Your child's room is an expression of your creative style, and its walls and ceiling are your canvas. Paint, wallpaper, decals and architectural elements are all versatile, easy-to-use tools for creating the haven of your child’s dreams.
Often touted as the fastest, easiest and least-expensive way to transform a space, paint is indeed your first stop when considering the walls and ceilings in your baby's or child's room. As you shop for paint, look for a "zero-VOC" formulation, not just low- or no-VOC formulas, advises Healthy Building and Indoor Environment Consultant Mary Cordaro.
Choose a scrubbable finish: satin or eggshell for the walls and semigloss for the trim. For ceilings, flat is fine. Consider specialty finishes as well. Most paint manufacturers offer magnetic, chalkboard and wipeable finishes.
Then let your imagination take flight. "You don't have to paint every wall the same color," says Cortney Novogratz, designer and host of HGTV's Home by Novogratz. "This is a really good idea in a room that will be shared by siblings — you can visually divide the space by painting opposite or adjacent walls in contrasting shades."
Even if the room has one little resident, painting a single wall in a bold shade can make a big impact without committing to a strong hue for the entire space. "Let your child choose the color of the accent wall," advises designer Barbara Tabak, CID, WFCP. "If you don’t love the color, it’s easy enough to repaint in a couple of years."

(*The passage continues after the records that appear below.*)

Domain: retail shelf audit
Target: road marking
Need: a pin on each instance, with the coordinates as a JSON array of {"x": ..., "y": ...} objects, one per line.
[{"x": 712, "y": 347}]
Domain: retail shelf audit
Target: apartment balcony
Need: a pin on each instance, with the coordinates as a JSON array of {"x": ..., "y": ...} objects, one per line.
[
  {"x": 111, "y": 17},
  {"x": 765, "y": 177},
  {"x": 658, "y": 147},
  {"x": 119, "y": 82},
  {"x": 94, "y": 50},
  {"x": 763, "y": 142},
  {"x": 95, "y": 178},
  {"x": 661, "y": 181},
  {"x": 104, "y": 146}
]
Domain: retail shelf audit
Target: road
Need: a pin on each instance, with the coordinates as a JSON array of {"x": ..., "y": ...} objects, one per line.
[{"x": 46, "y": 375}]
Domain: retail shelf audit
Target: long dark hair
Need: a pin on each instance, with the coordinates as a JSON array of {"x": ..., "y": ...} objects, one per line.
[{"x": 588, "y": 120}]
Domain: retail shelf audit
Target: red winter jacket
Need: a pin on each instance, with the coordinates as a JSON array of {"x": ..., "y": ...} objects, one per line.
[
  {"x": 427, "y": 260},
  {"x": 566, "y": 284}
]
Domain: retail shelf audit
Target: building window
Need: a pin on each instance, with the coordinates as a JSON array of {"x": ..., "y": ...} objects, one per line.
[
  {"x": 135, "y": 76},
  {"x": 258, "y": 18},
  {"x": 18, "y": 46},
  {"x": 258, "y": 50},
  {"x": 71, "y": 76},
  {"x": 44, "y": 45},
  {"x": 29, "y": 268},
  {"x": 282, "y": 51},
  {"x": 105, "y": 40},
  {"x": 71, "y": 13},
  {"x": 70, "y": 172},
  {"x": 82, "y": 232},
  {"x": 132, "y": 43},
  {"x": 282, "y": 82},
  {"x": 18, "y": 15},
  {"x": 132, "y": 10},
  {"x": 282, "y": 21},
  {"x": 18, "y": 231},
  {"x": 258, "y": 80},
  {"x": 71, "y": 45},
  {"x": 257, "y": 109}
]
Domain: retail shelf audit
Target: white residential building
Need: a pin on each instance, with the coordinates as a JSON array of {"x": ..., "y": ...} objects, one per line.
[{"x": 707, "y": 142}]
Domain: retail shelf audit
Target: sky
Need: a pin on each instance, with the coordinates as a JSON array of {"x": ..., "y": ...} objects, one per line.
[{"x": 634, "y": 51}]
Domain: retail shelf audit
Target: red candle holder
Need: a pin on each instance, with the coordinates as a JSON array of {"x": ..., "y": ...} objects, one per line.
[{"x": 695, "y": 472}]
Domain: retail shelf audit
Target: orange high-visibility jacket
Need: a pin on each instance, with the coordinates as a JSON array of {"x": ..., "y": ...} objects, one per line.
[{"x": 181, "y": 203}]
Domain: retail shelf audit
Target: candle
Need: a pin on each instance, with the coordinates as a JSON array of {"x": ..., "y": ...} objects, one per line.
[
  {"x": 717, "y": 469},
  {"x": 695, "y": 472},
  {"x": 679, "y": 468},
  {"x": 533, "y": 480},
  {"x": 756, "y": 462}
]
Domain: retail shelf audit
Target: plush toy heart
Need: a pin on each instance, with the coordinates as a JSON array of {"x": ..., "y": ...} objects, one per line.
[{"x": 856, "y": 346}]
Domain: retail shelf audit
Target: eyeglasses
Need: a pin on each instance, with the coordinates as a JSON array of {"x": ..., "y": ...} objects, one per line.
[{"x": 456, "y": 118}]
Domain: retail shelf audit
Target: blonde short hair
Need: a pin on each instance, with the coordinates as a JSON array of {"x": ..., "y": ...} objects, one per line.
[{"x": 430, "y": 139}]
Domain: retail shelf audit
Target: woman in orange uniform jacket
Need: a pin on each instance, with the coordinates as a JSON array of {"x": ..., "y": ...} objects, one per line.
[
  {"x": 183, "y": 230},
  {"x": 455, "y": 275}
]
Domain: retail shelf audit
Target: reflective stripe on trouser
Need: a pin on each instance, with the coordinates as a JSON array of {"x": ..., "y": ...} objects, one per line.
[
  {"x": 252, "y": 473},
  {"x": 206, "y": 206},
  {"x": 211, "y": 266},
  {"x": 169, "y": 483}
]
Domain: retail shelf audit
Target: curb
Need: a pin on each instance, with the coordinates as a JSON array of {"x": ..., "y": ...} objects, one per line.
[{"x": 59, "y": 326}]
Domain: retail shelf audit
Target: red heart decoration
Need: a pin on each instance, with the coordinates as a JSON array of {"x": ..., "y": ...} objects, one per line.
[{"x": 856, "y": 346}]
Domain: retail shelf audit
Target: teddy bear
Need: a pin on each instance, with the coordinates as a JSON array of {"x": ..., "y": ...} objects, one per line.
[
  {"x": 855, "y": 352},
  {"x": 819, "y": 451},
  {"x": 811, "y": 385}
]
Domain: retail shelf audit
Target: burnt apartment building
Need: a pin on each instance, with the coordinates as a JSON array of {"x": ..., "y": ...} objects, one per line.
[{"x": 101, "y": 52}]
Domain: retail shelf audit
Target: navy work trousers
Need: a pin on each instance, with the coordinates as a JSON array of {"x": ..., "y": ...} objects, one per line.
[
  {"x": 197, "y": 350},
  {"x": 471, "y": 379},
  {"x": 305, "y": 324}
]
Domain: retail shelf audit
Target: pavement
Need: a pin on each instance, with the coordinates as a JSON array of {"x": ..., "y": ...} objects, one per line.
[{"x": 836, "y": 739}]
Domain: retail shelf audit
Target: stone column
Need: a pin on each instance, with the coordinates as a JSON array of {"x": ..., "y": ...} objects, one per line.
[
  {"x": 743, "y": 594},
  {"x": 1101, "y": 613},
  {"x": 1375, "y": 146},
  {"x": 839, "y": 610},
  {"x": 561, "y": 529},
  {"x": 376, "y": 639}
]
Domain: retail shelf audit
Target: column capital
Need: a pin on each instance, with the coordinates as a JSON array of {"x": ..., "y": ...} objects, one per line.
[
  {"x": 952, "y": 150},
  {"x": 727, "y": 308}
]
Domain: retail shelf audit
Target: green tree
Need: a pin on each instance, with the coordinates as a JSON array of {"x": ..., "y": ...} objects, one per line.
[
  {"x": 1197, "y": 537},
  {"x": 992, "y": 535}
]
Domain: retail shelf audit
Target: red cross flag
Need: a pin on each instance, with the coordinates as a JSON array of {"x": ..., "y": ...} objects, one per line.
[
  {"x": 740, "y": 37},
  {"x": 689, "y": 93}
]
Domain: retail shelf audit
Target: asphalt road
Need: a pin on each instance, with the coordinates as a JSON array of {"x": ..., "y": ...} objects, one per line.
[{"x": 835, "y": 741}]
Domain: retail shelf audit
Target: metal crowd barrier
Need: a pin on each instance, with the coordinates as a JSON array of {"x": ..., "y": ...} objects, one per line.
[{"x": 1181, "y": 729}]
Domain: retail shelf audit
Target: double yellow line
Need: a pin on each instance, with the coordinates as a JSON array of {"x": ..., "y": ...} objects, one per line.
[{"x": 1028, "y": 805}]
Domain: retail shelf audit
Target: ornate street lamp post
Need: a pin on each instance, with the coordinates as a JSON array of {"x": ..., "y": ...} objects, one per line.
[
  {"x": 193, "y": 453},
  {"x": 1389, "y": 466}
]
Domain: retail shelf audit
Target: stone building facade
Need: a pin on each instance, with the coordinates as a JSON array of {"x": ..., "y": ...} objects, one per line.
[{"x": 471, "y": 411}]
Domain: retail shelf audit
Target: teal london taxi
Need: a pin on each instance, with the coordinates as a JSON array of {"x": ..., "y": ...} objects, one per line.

Hand-painted murals add a custom touch and can be a great way to bring a theme to life. Hiring a decorative painter for a custom mural can be expensive. You probably won’t want to repeat the process when your 8-year-old is embarrassed by the fire truck motif hand-painted on his walls.
Fresh, fun designs have helped wallpaper stage a comeback in recent years. This designer darling is great for a child's room, since it allows you to add color, pattern or texture. Wallpaper is also ideal for themed rooms and for when you don’t want to spring for custom painting. Today’s pre-pasted wallpaper is easy to hang. You'll even find peel-and-stick options that won't damage your walls, a smart choice for a kid’s room, since you may want to change the theme as he or she grows.
As you browse through wallpaper books at your local home or design center, keep Mary Cordaro’s advice in mind: Never use vinyl wallpaper, which can off-gas toxic chemicals even after the initial odor has dissipated. Also, look for non-toxic adhesive that is free from formaldehyde, fungicides, preservatives and synthetic resins.
Once you've chosen your paper, think beyond the walls. Cortney Novogratz suggests wallpapering the inner panel of a door. "The ceiling is a dramatic place to use wallpaper," says Pam Ginocchio, co-founder of Project Nursery. "We’re seeing nursery ceilings get the royal treatment these days."
Peel-and-stick decals are one of the easiest ways to create a custom look. You can use decals to apply a personalized border at chair-rail height or along the top of the wall, fake the look of hand-painting or even cover an entire wall.
Many manufacturers will allow you to customize their decals with your child’s name or a special saying, or by uploading your own photographic image or artwork to be made into a wall mural. "Stick-on wall decor is great," says Atlanta designer Terry Ervin. "You don’t have to spend a fortune having someone faux-paint the room and you can even add accessories like wipe boards and chalkboards."